# how to set up a goat barn (question)



## GLENMAR (Jun 7, 2011)

My new goats are comming home soon. Does anyone here have experience converting a carport into an inexpensive goat barn? I was thinking of doing this with a 18 x 21 car port. Any advise would be appreciated.
thanks


----------



## Chirpy (Jun 7, 2011)

I haven't converted a carport but I have some ideas for you:

I'm guessing you are planning on milking since you got Nubian doelings?

I really love having my milking stands near the stalls.  It makes it so nice in bad weather that I don't have to drag an uncooperative goat outside someplace to milk her.  I just open the stall door and my girls run to the stand themselves.

I like having my hay in the same building also... again it makes it really nice to not have to move hay bales in bad weather.  You should have room to keep at least a few bales near your stall in that size area.

I like having my water pails and hay feeders on the inside wall of the goat pen so that I can stand outside of the pen to fill them and not have to walk into the stall - thus getting mobbed by my goats when I'm carrying hay.  

Make the stall walls goat proof to begin with.  Once a goat finds a way out (not all goats try but if you get one that does     )... they will try even more vigorously in the future... just stop them before they ever get started and everyone will be happier.  It will help that they have goat friends; also, giving them toys to play on helps to keep them from getting bored.

Remember to make large enough stall doors that you can get a wheelbarrow or tractor or whatever you will be mucking out the stalls with though it.

Don't use hay feeders that the goats can jump into... goats waste more hay than any farm animal on earth.. make it harder for them to waste it by using feeders attached to your walls with cross bars that they have to pull the hay through.  They also like to stand on something with their front feet when eating.  I made a small wooden stool that sits on the floor in front of one of my feeders.  Some of my goats stand on the fencing... make sure you have sturdy fencing.

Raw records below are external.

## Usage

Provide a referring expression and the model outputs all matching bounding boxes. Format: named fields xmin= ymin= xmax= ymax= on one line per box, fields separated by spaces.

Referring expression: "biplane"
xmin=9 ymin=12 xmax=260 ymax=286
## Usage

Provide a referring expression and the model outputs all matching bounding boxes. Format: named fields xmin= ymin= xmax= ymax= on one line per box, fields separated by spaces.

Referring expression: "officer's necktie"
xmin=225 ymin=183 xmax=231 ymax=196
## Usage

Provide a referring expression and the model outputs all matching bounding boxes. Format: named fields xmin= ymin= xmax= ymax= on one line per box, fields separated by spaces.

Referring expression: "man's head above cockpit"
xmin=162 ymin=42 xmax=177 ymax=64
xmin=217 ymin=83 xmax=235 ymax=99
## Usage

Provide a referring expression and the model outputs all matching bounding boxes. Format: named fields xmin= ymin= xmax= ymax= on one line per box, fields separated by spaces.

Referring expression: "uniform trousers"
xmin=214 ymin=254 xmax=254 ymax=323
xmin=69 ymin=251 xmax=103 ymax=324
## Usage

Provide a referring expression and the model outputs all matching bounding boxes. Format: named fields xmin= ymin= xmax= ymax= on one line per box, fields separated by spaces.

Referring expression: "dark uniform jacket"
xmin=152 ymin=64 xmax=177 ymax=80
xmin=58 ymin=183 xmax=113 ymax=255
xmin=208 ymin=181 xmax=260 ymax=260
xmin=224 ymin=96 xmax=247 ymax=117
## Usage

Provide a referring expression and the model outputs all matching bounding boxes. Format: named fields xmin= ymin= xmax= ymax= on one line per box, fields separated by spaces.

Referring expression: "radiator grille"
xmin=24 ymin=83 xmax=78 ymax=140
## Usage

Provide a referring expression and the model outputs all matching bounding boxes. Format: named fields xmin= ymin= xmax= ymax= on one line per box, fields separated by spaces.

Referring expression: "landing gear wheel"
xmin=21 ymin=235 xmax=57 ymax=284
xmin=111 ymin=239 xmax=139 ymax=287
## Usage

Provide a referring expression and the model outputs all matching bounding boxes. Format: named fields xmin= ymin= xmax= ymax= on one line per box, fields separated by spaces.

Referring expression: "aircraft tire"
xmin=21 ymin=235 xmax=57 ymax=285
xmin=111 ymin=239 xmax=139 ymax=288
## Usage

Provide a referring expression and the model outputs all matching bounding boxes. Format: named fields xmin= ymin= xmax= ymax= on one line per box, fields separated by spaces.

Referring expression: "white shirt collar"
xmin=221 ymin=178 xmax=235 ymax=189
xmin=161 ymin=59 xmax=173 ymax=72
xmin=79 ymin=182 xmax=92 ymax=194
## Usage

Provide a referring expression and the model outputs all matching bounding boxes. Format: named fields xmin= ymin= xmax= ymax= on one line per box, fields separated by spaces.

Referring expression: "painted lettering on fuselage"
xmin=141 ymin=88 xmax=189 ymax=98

Finally.. never allow your adorable little babies to do anything that you wouldn't want a 150 lb. adult goat to do... like jumping on you with their front feet, head-butting you, etc.    Don't let it start or stop it while they are little if they already have those behaviors when you get them.   When you pet a goat - never pet it on the front, top of it's head.  That encourages them to push against your hand which encourages head butting behavior.   Pet under their chin, behind their ears and especially on the top of their backs between their shoulders.

Have tons of fun with your new babies!  They really are cuties. (as seen in your other thread  )


----------



## peachick (Jun 7, 2011)

GLENMAR said:
			
		

> My new goats are comming home soon. Does anyone here have experience converting a carport into an inexpensive goat barn? I was thinking of doing this with a 18 x 21 car port. Any advise would be appreciated.
> thanks


My temporary goat barn is a canvas car port that hubby had a boat in.
The goats have access to 3/4 of the building.  I use livestock panels on the inside and sectioned off an area to keep hay, and feed in.  Its working out great.


----------



## Mzyla (Jun 7, 2011)

Half of your work it's like already done; you got perfect rectangle framing and the roof!

To put 2x4 first and then plywood, might be little tricky, because you got nothing to nail those 2x4's to.
To make your job easier, first get sheets of plywood and set them inside of the car port. 
Your car port metal studs will be facing outside.
Now, get a drill machine and drill 1/8 holes in your metal studs.
Next drive the screws through your metal studs into the plywood.

And now you can set 2x4's on outside of the plywood and drive the screws through the plywood into the 2x4
Put some insulation inside (between 2x4) and now you can make outside wall (VA could be cold in winter time, right?)
Outside wall it's your choice;  either metal sheets or wooden boards...

As to the inside set up; Chirpys suggestions are very good.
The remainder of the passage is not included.